13. Two men inject heroin into their groins because all their veins are damaged. Since 2001, the number of heroin addicts has increased dramatically. Heroin is cheap since it is made from opium grown in Afghanistan.
14. Drug addicts inject themselves with heroin at the cemetery.
15. Mojda Gul's husband was killed in Iran after being caught smuggling 250 grams of heroin. She now works for a small organization where she tells other women that they must keep their husbands out of the opium trade. Iran has a tough drug control policy. Most smugglers are sentenced to death and will be hanged. The family must pay for the rope to get the body back for burial.
16. 12-year-old Samir shows 7 capsules of heroin, which he is going to swallow. Heroin is called a crystal because of its purity. He travels to Iran with 7-8 capsules inside and then uses laxatives. He hands them over to a merchant on the other side of the border. If the capsules are damaged, he will die from a heroin overdose.
17. 40-year-old Ahmad smokes opium in the house next to his son, 6-year-old Vaes. In Afghanistan, opium is considered a medicine. Parents often treat their children with opium when they cannot afford to pay the doctor. Ahmad says he married his 14-year-old daughter to get money through dowry. His wife, also a drug addict, complains that all the money went to buy opium.
18. 12-year-old Samir shows 7 capsules of heroin, which he is about to swallow.

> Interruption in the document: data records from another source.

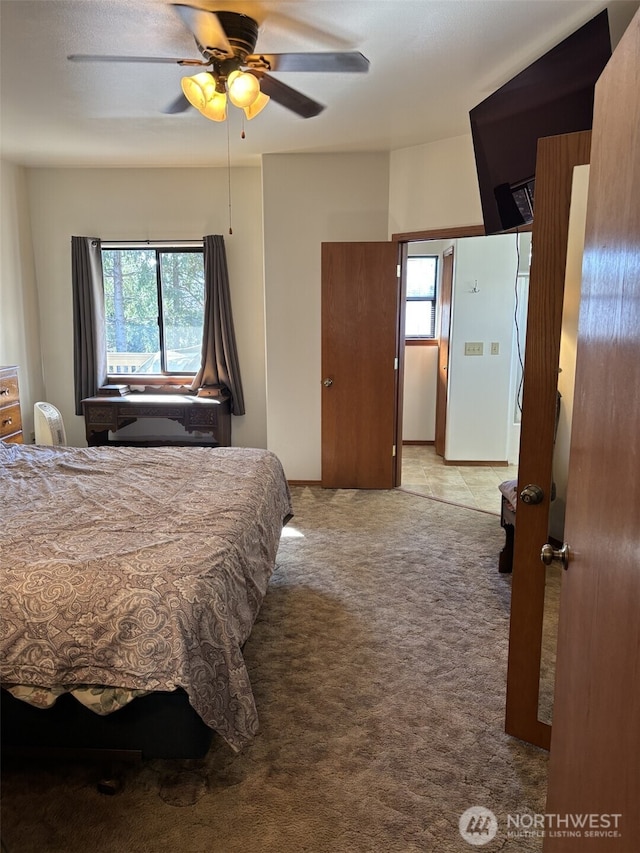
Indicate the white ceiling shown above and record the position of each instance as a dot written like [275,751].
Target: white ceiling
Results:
[430,63]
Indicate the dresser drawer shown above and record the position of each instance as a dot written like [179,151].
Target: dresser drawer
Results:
[10,420]
[8,389]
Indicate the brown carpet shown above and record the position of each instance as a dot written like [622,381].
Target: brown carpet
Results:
[378,663]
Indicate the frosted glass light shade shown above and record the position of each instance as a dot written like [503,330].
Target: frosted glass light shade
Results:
[257,106]
[199,89]
[243,88]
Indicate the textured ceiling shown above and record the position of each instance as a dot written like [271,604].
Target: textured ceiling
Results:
[430,63]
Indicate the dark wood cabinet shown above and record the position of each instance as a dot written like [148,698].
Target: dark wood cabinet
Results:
[209,415]
[10,414]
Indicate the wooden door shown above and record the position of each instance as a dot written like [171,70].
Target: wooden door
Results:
[360,360]
[595,746]
[556,158]
[443,351]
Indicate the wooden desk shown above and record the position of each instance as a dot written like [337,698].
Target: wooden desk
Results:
[196,414]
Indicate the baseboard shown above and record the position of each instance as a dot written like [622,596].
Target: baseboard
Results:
[500,464]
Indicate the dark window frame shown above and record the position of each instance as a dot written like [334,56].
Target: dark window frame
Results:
[165,376]
[416,339]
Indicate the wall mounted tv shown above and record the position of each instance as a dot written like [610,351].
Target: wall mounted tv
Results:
[554,95]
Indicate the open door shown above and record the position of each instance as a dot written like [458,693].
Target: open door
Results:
[442,386]
[360,365]
[557,156]
[595,747]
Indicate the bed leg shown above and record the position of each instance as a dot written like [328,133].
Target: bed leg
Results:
[110,781]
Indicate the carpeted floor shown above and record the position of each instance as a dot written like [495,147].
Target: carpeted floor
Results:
[378,663]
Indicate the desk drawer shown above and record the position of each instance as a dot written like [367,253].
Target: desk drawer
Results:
[10,420]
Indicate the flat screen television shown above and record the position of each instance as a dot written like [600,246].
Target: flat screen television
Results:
[553,95]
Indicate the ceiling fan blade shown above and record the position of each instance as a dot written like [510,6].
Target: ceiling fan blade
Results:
[91,57]
[286,96]
[343,61]
[178,105]
[206,27]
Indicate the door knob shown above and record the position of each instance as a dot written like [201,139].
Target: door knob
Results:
[532,494]
[549,554]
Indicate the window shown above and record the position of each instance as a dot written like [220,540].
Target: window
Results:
[154,309]
[420,315]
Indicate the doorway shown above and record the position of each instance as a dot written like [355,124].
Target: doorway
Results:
[461,396]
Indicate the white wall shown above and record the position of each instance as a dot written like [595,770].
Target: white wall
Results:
[568,346]
[127,204]
[308,200]
[305,200]
[419,402]
[19,324]
[434,186]
[480,409]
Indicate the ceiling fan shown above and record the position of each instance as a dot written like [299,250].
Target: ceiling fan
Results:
[231,69]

19. Badakhshan drug police destroy fields of opium poppy planted a few weeks before. Farmers complain that they have few alternatives to earn a living.
20. 30-year-old Daoud Mohammed became addicted to heroin. His mother has chained his legs so that he cannot go out and buy drugs.
21. Narcotics police search cars and trucks at a checkpoint set up outside the city of Herat. Only 1% of drug trafficking remains inside Afghanistan, according to UNODC.
22. 11-year-old Rafik and his 7-year-old sister Soyla drive up to the border crossing point with Iran. They travel 12 km in the trunk of a car to reach the Iranian border crossing point and beg. There were 13 people in the car.
23. Children carry the baggage of passengers who have arrived in Iran or are leaving it. For drug smugglers, children play the role of mules, as they arouse less suspicion and demand less money.
24. Soeyla asks for alms from travelers traveling to or from Iran. He and his brother can earn up to $4 a day. The family will spend this money on a crystal, pure heroin made in Afghanistan.
25. 7-year-old Jamila smokes crystal, pure heroin.
26. 11-year-old Rafik and his 10-year-old cousin Mir Aga smoke crystal, very pure heroin, sometimes mixed with amphetamines. Drugs produced in Afghanistan quickly become addictive. Agha says he tried to stop five times.
27. 11-year-old Farzana plays with a doll after using pure heroin.